Wounded Healers

“They who, themselves, have trodden with bleeding feet the Via Crucis [Way of the Cross] know best how to pity. Thackeray wrote: ‘Most likely the Good Samaritan was a man who had been robbed and beaten on life’s road and knew what it was to lie stripped and bruised by the wayside.’ The superintendent of a large hospital reports that most of the gifts for buildings or endowments come from bereaved or otherwise afflicted people. It is said that most of the improvements in artificial limbs have been invented by the first man who lost a limb on the Confederate side in our Civil War [James Edward Hanger]. Out of his crippled condition benefits have emerged for thousands of maimed.

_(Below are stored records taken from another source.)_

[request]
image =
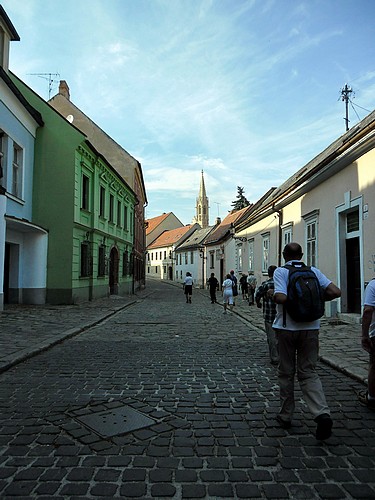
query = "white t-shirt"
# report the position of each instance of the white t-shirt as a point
(227, 285)
(370, 301)
(280, 279)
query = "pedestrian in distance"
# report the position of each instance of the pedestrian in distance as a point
(213, 286)
(227, 293)
(188, 287)
(264, 294)
(252, 284)
(297, 330)
(367, 397)
(244, 286)
(234, 285)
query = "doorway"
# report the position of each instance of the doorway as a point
(113, 271)
(353, 273)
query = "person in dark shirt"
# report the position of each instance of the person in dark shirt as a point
(213, 285)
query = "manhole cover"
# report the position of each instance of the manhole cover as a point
(116, 421)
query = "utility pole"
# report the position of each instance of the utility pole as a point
(345, 92)
(50, 78)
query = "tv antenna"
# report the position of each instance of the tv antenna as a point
(51, 80)
(345, 93)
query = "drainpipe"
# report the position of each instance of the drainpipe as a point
(280, 235)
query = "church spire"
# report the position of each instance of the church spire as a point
(202, 215)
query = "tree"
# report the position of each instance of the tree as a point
(241, 201)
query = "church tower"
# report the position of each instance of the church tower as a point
(202, 215)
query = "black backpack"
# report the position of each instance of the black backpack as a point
(305, 295)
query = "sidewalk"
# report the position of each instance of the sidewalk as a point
(28, 330)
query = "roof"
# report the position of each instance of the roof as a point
(223, 229)
(151, 224)
(324, 160)
(196, 238)
(169, 238)
(12, 30)
(25, 103)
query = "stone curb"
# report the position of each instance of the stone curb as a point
(68, 334)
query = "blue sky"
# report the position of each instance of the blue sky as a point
(247, 90)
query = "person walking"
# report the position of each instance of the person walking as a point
(188, 287)
(367, 397)
(244, 286)
(252, 284)
(234, 285)
(298, 344)
(227, 293)
(213, 285)
(264, 294)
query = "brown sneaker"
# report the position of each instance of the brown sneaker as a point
(365, 401)
(324, 427)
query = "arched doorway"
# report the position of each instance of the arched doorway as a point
(113, 271)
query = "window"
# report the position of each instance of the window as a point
(125, 217)
(251, 255)
(119, 213)
(239, 261)
(111, 207)
(352, 221)
(17, 171)
(311, 243)
(85, 259)
(265, 253)
(287, 234)
(2, 157)
(102, 202)
(311, 236)
(101, 260)
(125, 263)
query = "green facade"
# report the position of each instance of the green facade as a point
(82, 203)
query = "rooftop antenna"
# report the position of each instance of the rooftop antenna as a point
(50, 78)
(345, 93)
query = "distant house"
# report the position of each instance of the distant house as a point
(23, 243)
(159, 224)
(161, 256)
(86, 207)
(191, 257)
(328, 207)
(222, 252)
(128, 168)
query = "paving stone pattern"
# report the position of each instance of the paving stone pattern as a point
(205, 380)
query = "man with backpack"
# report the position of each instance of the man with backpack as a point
(300, 292)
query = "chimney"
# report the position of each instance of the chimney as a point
(64, 89)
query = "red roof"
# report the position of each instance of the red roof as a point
(154, 222)
(168, 238)
(224, 227)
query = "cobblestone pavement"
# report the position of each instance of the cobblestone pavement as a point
(199, 387)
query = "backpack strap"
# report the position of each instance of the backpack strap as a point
(289, 266)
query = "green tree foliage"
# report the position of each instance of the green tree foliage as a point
(241, 201)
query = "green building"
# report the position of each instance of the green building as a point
(86, 207)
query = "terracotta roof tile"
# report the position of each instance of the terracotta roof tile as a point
(154, 222)
(170, 237)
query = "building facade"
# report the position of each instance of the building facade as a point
(23, 243)
(86, 207)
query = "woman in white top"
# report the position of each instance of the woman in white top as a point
(227, 293)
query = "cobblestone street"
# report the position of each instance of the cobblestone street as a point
(202, 397)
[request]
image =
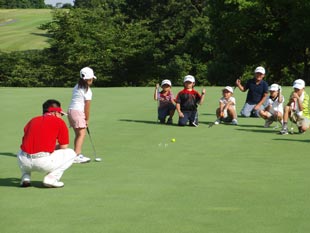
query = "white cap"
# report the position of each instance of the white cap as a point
(260, 69)
(274, 87)
(189, 78)
(87, 73)
(228, 88)
(166, 81)
(299, 84)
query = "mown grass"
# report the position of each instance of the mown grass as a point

Out of Senator Leland Stanford’s loss of his only child came limitless benefit to endless generations of boys by the building of Leland Stanford, Jr., University. Out of A. R. Crittenton’s loss of a loved daughter came his impulse to father thousands of friendless girls by the establishment of Florence Crittenton Homes in near a hundred cities for a class most in need of true friends and least likely to have them. Out of George Matheson’s bitterest hour of anguish comes one of the great hymns of the ages to comfort the anguish of countless souls with the ‘Love that wilt not let me go.’ . . . It was because Miss Sullivan had suffered an attack of blindness lasting several years that she was moved with sympathy toward a little blind deaf-mute child in Tuscumbia, Alabama; whereby Helen Keller got a teacher who brought her out of darkness into the marvelous light of a wonderful life.”